2. Both the experience and belief that self has the absolute ability
to choose between two courses of action (free will).
The results of the above are:
1. Existential malaise - feelings of aloneness, alienation, and the
feeling that life has no meaning.
2. Existential terror - existence is perceived as self and not-self.
The cessation of self is perceived as a void. This is the nameless
terror that can grip a person when they contemplate their own death.
The supernatural band-aid solution is to believe in a god. This offers
relief from the feelings of aloneness and alienation. In addition an
immortal soul offers relief from existential terror. A soul is simply
the self imbued with the characteristic of immortality.

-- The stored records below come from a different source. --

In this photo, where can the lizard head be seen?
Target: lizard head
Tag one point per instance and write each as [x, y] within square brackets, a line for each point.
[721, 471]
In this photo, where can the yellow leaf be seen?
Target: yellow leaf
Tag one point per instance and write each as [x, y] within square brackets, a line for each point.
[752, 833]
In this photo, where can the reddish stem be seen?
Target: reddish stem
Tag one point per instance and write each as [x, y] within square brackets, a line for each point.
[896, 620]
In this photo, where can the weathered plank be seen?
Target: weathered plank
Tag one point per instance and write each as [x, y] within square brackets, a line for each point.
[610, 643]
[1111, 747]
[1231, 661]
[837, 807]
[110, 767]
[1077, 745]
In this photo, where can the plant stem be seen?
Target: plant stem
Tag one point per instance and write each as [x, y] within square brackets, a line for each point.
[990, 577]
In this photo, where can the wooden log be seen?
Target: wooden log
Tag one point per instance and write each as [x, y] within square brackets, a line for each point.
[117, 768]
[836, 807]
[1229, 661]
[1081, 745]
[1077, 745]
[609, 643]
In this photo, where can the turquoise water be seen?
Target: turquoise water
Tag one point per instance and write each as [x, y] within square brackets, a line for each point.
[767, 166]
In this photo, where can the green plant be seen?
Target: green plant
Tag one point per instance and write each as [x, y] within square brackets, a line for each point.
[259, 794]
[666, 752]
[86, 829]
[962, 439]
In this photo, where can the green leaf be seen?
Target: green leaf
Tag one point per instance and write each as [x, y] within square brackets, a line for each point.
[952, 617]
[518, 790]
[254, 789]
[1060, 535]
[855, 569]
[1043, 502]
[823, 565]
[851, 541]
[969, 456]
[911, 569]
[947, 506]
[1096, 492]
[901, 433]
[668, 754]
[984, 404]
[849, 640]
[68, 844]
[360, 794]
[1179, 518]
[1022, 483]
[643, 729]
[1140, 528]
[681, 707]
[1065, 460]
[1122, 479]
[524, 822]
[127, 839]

But this is a false solution. It can only work in so far as the person
can maintain a certain credulousness. The person also has to be able
to endure some cognitive dissonance i.e. contradictory ideas. Most of
the time this involves compartmentalizing reality. Keeping
supernatural beliefs with its own set of rules in one section of
reality and everyday reality in another section.
The real cure for existential malaise and terror is to embody the
mind. Embodying the mind changes the experience and perception of
self. It means changing the perception and experience of self from
unitary and autonomous to diffuse and interconnected.
But this is a big step. It means changing the fundamental
psychodynamic structure of the mind. Buddhists have been making these
psychodynamic changes with varying degrees of success for millenia.
They call it enlightenment. You can think of Buddhist enlightenment as
a sort of psychological therapy for existential malaise and terror.
Short of enlightenment, I don't ever see people like Gilberson ever
giving up their belief in the supernatural. Or objectivists giving up
their strident belief in Free Will. etc, etc.
This is the impasse we find ourselves at. It is a chasm between people
that can never be bridged by rational arguments alone.